ZmKTF1 is essential for regulating the gene expression through DNA methylation, ensuring the development of maize seedlings under salinity

RNA-directed DNA methylation (RdDM) is an epigenetic process that can regulate the expression of coding and non-coding genetic elements. However, little is known about the involvement of RdDM in response to environmental cues in maize. Here, we isolated and cloned a salt-sensitive mutant in maize (Zea mays), which encodes KOW DOMAIN-CONTAINING TRANSCRIPTION FACTOR1 (KTF1), an essential component of RdDM pathway. Through evolutionary analysis, we identified two homologs of KTF1 (namely ZmKTF1A and ZmKTF1B) that exhibited highly similar expression patterns and levels. Whole-genome bisulfite sequencing revealed that mutation in ZmKTF1 (refers to Zmktf1ab) consequently substantially decreased genome-wide CHH (H = A, C, or T) methylation. Moreover, we discovered that ZmKTF1-dependent DNA methylation may regulate the expression of multiple key genes involved in oxidoreductase upon exposure to the salt, concomitant with greater levels of reactive oxygen species (ROS).
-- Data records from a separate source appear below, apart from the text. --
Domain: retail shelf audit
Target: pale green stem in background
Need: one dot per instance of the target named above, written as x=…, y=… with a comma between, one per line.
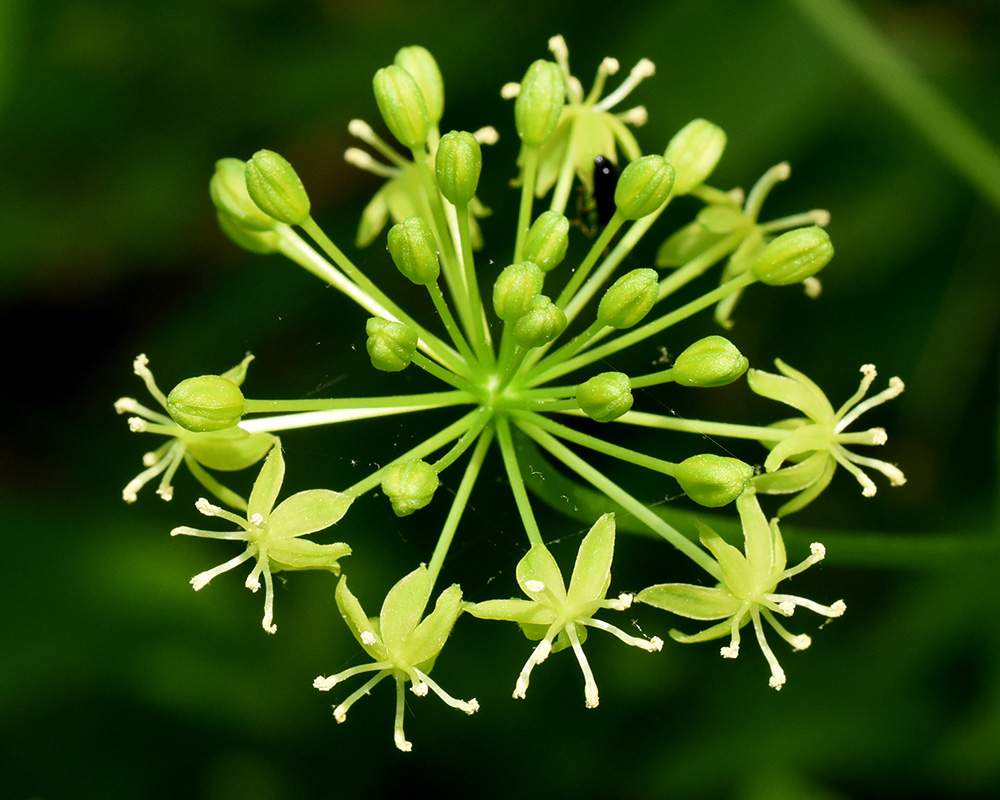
x=458, y=506
x=517, y=481
x=623, y=498
x=527, y=197
x=900, y=84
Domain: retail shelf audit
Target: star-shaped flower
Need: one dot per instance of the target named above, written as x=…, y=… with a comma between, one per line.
x=747, y=590
x=228, y=450
x=560, y=618
x=818, y=442
x=400, y=643
x=273, y=535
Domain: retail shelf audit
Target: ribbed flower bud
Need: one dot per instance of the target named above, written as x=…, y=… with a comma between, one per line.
x=390, y=345
x=402, y=106
x=605, y=397
x=206, y=403
x=547, y=240
x=694, y=151
x=712, y=480
x=712, y=361
x=274, y=185
x=414, y=251
x=228, y=190
x=409, y=485
x=643, y=186
x=458, y=163
x=794, y=256
x=514, y=289
x=540, y=324
x=629, y=299
x=425, y=73
x=540, y=102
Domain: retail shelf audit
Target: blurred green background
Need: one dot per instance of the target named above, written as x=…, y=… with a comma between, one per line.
x=118, y=681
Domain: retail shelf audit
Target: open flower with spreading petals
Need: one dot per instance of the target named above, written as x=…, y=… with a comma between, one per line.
x=560, y=618
x=274, y=534
x=229, y=449
x=818, y=442
x=747, y=591
x=403, y=643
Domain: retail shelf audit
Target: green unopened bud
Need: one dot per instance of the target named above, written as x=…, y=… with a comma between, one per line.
x=694, y=151
x=228, y=189
x=547, y=240
x=390, y=345
x=402, y=106
x=605, y=397
x=458, y=163
x=794, y=256
x=409, y=485
x=712, y=480
x=206, y=403
x=644, y=186
x=414, y=250
x=540, y=324
x=256, y=241
x=629, y=299
x=274, y=185
x=515, y=288
x=424, y=70
x=712, y=361
x=540, y=102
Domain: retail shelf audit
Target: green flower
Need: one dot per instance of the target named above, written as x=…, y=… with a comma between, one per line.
x=747, y=590
x=273, y=535
x=818, y=441
x=587, y=128
x=229, y=449
x=560, y=618
x=400, y=643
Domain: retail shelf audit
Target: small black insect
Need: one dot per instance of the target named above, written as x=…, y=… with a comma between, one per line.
x=605, y=181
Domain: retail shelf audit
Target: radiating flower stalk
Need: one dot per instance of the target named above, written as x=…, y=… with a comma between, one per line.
x=522, y=353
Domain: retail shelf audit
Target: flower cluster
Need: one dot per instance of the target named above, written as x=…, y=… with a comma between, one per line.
x=521, y=353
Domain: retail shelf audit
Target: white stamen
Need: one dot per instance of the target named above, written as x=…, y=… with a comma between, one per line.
x=510, y=90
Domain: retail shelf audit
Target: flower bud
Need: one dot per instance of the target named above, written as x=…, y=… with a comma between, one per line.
x=402, y=106
x=424, y=70
x=514, y=289
x=547, y=240
x=629, y=299
x=694, y=151
x=275, y=187
x=458, y=163
x=414, y=251
x=605, y=397
x=540, y=102
x=794, y=256
x=409, y=485
x=206, y=403
x=643, y=186
x=228, y=189
x=256, y=241
x=540, y=324
x=712, y=480
x=712, y=361
x=390, y=345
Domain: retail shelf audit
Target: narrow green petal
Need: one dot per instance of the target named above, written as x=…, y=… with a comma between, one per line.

In addition, we observed that an InDel of promoter affected the expression of ZmKTF1, thereby changing seedlings Na+ concentration in natural maize population. ZmKTF1 may be an untapped epigenetic resource for ideal plant salt resistance improvement. Overall, our work demonstrated the critical roles of ZmKTF1 in response to salt via RdDM mediated DNA methylation in maize.